Tuesday, April 22, 2008

Ethiopia - a new Middle East

I must confess that I know little about Ethiopia except to say that the country has fairly recently emerged from a devastating famine (remember the drive of artists against famine in the 80s?) and a civil war (which saw the secession of Eritrea, formerly Italian Somaliland) to an economic renaissance of sorts. The reason I mentioned it is because two people my family know have received offers to work in the travel/hospitality industry in the country. One was for a catering company and the other as the country manager for a major airline. The former opted out, largely due to family pressure not to accept, while the latter will be flying out two weeks from now.

With many in the creative industries are looking to work in Indochina and those in telco in Latin America, is the Horn of Africa the IT destination for those in the hotel/resto and airline fields?

It makes me now think...?!

On maturing

I realized recently, and at a considerable shock, that I have emotionally matured - at least as far as the office is concerned. Suffice it to say that a recent blow-out which would have seen me at my raging best five (short) years ago has me more thoughtful, straining as it were to seek understanding. I have even, shudder, sought to see the situation from the other party's perspective.

The experience has been both exhilarating and disquieting: exhilarating given the novelty of the feeling but disquieting in it's newness. Or have I just reached a point of professional inertia?

A dry April

I knew that having a blog meant an obligation to write regularly. But I have written so many in my head these past months but hesitated to encode them in the hopes of coming up with THE post. I am finally drawn to write today just because I would hate to end the month on a dry note.

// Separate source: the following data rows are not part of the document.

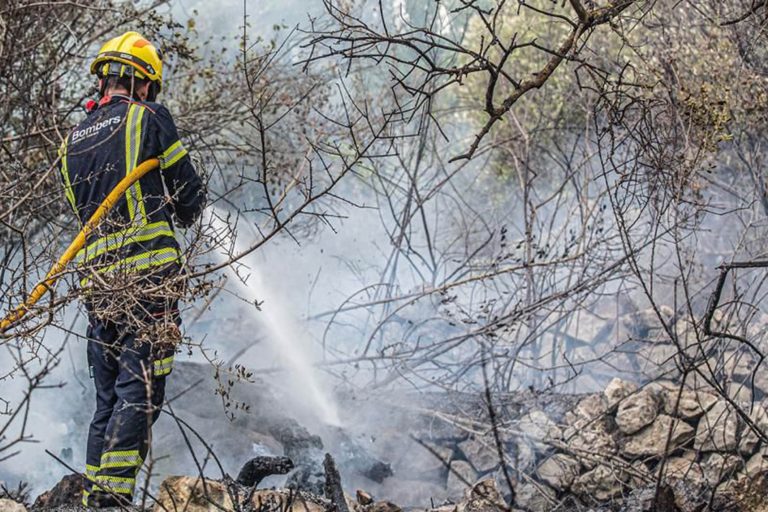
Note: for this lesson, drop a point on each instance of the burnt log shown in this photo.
(258, 468)
(333, 489)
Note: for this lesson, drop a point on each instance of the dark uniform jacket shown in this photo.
(138, 234)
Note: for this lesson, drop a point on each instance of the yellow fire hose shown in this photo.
(78, 243)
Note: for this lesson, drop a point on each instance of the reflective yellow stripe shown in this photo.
(116, 484)
(65, 174)
(163, 366)
(90, 471)
(122, 238)
(141, 262)
(172, 155)
(132, 145)
(121, 459)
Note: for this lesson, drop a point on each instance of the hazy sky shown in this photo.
(226, 16)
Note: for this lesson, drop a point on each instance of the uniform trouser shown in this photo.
(130, 387)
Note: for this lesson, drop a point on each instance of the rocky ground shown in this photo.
(658, 447)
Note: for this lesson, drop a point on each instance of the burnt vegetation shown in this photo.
(569, 303)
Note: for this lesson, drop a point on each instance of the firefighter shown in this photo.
(132, 335)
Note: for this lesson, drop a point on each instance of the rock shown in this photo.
(588, 411)
(617, 390)
(691, 404)
(7, 505)
(740, 393)
(480, 452)
(559, 471)
(68, 492)
(590, 445)
(639, 475)
(256, 469)
(383, 506)
(363, 497)
(461, 476)
(194, 494)
(749, 440)
(602, 483)
(411, 493)
(536, 428)
(718, 429)
(637, 411)
(757, 465)
(484, 496)
(683, 468)
(717, 467)
(535, 497)
(652, 440)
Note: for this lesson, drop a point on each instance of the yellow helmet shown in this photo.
(130, 55)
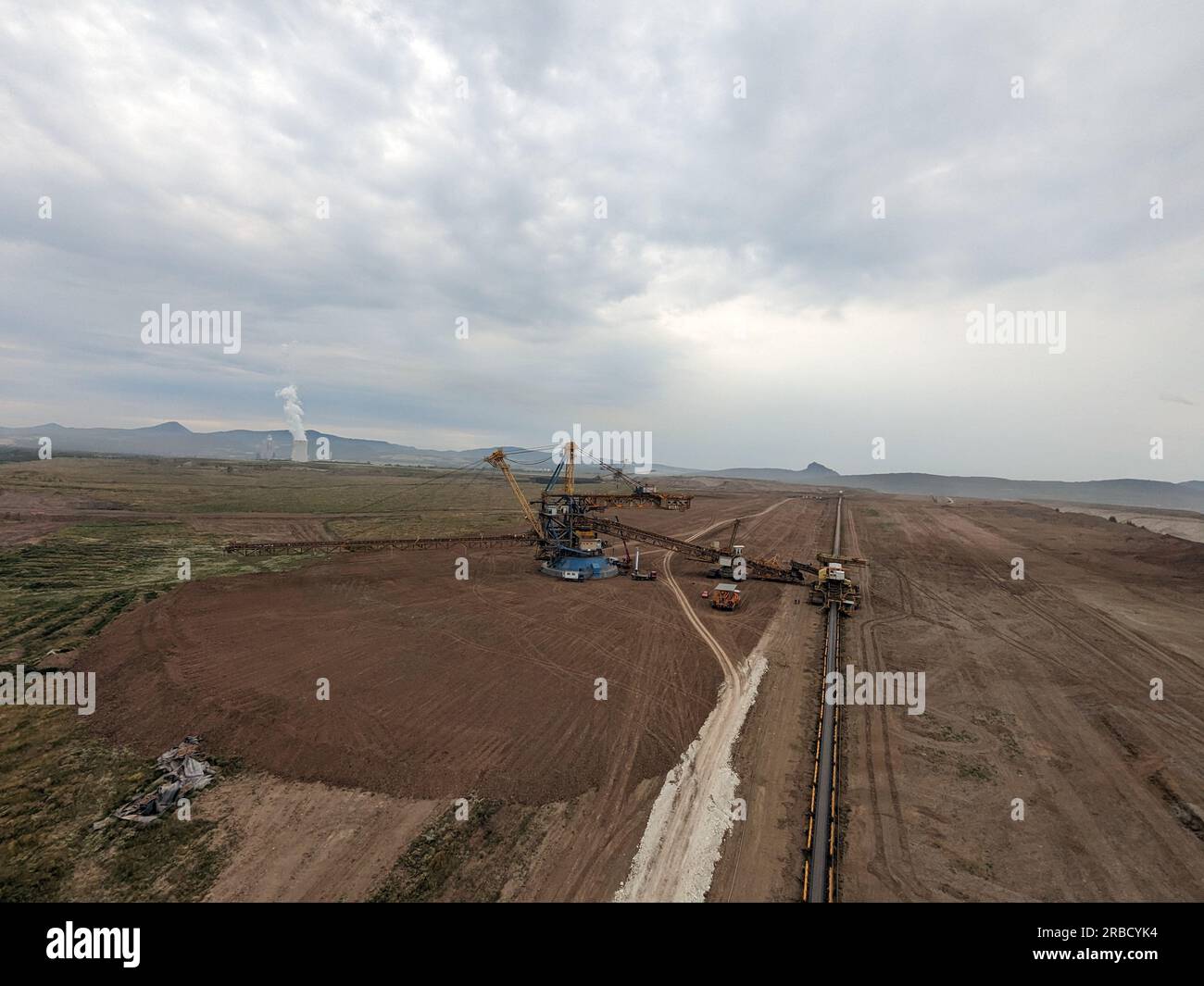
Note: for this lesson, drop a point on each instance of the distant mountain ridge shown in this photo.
(173, 440)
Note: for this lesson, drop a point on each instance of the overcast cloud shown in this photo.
(738, 300)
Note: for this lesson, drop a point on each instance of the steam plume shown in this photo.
(293, 411)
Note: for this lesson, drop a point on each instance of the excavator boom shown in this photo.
(497, 460)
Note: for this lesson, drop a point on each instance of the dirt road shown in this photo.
(693, 813)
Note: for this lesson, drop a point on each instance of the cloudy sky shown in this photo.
(757, 231)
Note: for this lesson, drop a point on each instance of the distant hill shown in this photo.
(173, 440)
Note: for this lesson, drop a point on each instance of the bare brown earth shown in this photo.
(307, 842)
(1035, 690)
(484, 689)
(445, 689)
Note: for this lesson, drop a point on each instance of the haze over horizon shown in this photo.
(738, 299)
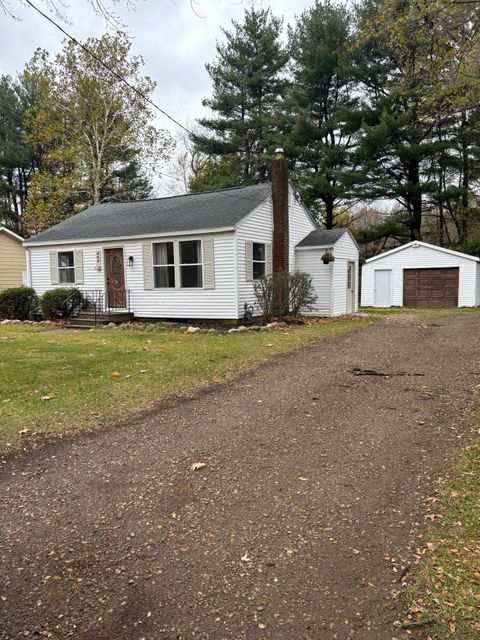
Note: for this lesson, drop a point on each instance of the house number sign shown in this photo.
(117, 271)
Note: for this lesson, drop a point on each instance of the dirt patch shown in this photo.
(299, 525)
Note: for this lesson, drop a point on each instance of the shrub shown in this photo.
(18, 303)
(282, 293)
(60, 303)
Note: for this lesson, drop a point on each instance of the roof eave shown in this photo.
(422, 244)
(12, 234)
(169, 234)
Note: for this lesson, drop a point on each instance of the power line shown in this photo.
(104, 64)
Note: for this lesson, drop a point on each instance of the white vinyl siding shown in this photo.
(257, 227)
(300, 225)
(345, 251)
(310, 261)
(419, 258)
(12, 261)
(219, 302)
(477, 286)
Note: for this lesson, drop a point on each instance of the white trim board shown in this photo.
(11, 234)
(418, 243)
(170, 234)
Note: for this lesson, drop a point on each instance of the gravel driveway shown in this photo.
(309, 503)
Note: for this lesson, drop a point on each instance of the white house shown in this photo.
(195, 256)
(12, 259)
(418, 274)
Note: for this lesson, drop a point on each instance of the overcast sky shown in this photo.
(174, 42)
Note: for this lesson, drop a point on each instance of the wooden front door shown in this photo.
(115, 272)
(430, 287)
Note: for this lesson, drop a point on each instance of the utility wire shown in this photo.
(104, 64)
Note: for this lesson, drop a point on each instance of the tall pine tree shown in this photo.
(249, 84)
(320, 131)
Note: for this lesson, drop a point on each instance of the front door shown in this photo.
(383, 288)
(116, 294)
(350, 287)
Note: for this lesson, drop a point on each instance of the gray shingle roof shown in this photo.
(196, 211)
(319, 238)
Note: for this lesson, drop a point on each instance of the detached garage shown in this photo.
(421, 275)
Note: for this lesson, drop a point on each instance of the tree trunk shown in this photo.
(415, 201)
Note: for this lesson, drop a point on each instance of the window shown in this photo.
(66, 267)
(191, 263)
(258, 260)
(163, 265)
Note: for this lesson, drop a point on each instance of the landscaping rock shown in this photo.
(193, 329)
(275, 325)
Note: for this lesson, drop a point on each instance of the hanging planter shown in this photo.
(328, 257)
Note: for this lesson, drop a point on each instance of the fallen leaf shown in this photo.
(196, 466)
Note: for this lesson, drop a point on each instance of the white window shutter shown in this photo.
(53, 267)
(249, 260)
(78, 262)
(268, 259)
(147, 266)
(208, 264)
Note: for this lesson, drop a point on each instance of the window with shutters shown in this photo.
(259, 260)
(163, 265)
(66, 267)
(191, 266)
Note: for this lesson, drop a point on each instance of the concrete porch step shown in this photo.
(87, 319)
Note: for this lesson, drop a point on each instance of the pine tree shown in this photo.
(248, 86)
(320, 137)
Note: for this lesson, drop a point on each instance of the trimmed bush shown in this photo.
(58, 303)
(18, 303)
(284, 293)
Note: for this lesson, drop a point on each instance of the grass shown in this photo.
(57, 382)
(444, 599)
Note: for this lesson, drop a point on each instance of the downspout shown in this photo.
(332, 307)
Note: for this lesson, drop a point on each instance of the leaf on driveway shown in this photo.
(196, 466)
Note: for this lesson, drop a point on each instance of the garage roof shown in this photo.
(417, 243)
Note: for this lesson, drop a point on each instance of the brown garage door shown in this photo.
(430, 287)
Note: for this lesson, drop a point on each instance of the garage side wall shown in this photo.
(477, 287)
(419, 258)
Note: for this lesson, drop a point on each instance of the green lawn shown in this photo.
(55, 382)
(444, 599)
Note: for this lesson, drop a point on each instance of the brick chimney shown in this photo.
(280, 212)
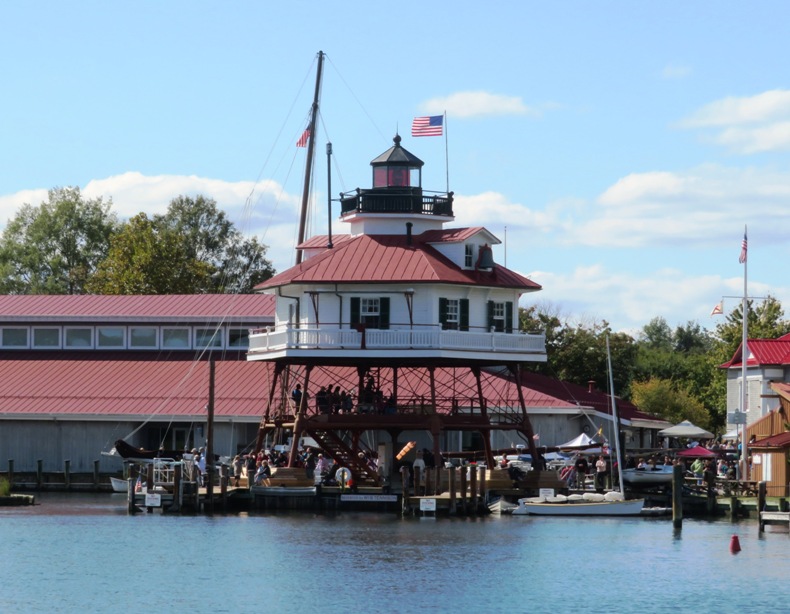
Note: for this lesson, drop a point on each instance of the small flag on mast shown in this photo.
(427, 126)
(302, 142)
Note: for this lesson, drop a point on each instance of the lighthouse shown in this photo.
(405, 316)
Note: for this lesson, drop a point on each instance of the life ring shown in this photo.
(343, 475)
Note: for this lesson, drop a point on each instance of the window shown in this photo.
(371, 312)
(454, 313)
(78, 338)
(110, 337)
(238, 337)
(469, 250)
(142, 337)
(500, 316)
(208, 337)
(14, 337)
(46, 338)
(175, 338)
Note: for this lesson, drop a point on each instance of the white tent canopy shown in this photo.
(686, 429)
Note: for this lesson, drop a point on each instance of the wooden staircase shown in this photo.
(344, 456)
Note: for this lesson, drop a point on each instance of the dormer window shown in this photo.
(469, 256)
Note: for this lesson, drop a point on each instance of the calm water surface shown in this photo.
(82, 553)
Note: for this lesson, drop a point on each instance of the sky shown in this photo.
(618, 150)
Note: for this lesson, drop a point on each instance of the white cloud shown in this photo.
(747, 125)
(477, 104)
(628, 301)
(697, 207)
(675, 71)
(769, 106)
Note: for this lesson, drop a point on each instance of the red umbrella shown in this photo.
(697, 452)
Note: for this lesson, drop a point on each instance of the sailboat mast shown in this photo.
(616, 418)
(310, 150)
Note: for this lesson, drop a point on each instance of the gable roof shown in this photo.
(170, 307)
(391, 259)
(762, 352)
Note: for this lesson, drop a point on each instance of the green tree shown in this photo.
(146, 259)
(239, 264)
(669, 401)
(55, 247)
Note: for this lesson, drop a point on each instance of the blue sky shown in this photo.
(624, 145)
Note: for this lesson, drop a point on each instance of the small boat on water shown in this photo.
(588, 504)
(119, 485)
(651, 476)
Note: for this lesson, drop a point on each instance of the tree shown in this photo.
(146, 259)
(55, 247)
(239, 264)
(669, 401)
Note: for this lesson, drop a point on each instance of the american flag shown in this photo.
(744, 250)
(302, 142)
(427, 126)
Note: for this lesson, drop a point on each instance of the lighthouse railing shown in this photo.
(264, 340)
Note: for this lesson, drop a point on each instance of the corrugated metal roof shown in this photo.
(107, 386)
(198, 307)
(763, 352)
(390, 259)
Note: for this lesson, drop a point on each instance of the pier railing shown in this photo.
(431, 338)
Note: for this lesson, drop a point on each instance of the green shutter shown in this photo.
(443, 312)
(354, 311)
(384, 312)
(463, 316)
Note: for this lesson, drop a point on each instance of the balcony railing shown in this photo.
(276, 340)
(396, 200)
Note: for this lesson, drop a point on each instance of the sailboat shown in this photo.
(589, 504)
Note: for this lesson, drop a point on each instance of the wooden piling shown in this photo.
(451, 475)
(404, 476)
(762, 489)
(464, 491)
(473, 499)
(677, 496)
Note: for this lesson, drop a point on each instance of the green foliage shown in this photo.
(146, 259)
(55, 247)
(238, 264)
(670, 401)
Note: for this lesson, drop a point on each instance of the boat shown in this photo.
(589, 504)
(652, 476)
(119, 485)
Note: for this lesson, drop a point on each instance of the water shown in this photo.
(82, 553)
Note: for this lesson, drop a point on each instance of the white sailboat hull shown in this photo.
(632, 507)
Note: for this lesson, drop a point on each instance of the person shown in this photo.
(237, 463)
(581, 466)
(263, 474)
(296, 397)
(600, 474)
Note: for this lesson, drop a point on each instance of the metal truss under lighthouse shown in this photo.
(415, 321)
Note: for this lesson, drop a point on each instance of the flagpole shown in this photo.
(446, 154)
(744, 357)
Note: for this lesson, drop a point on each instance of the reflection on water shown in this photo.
(83, 553)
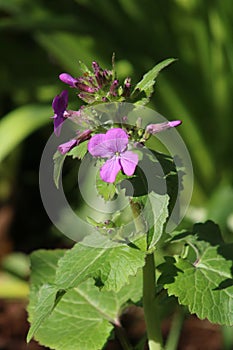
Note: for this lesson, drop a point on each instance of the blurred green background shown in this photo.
(40, 39)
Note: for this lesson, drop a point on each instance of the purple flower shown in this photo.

So here's my one of my thought threads: I watched a news segment last February on Chinese New Year where Manila's mayor staged a dragon dance and parade through Chinatown in the hopes of, as he said, firming up the alliance between Filipinos and Chinese. Made me think: since when have we been operating as a dual state? Isn't the mayor a prime example of a racial assimilation? Hasn't centuries of trade, communication and inter-marriage mixed the races enough to render distinctions moot? And should an elected official publicly support racial distinctions at all?

Of course, there are many among us sporting foreign passports - either because we have opted for foreign citizenship or because our grandparents or parents have settled among relations and given birth here - but fully identify as a Filipino. In this case, then yes I agree, they are foreigners and should be subject to the laws of the country as it applies to aliens. So was the good mayor referring to these visitors? Then, why should aliens enjoy special rights over and beyond what the law stipulates?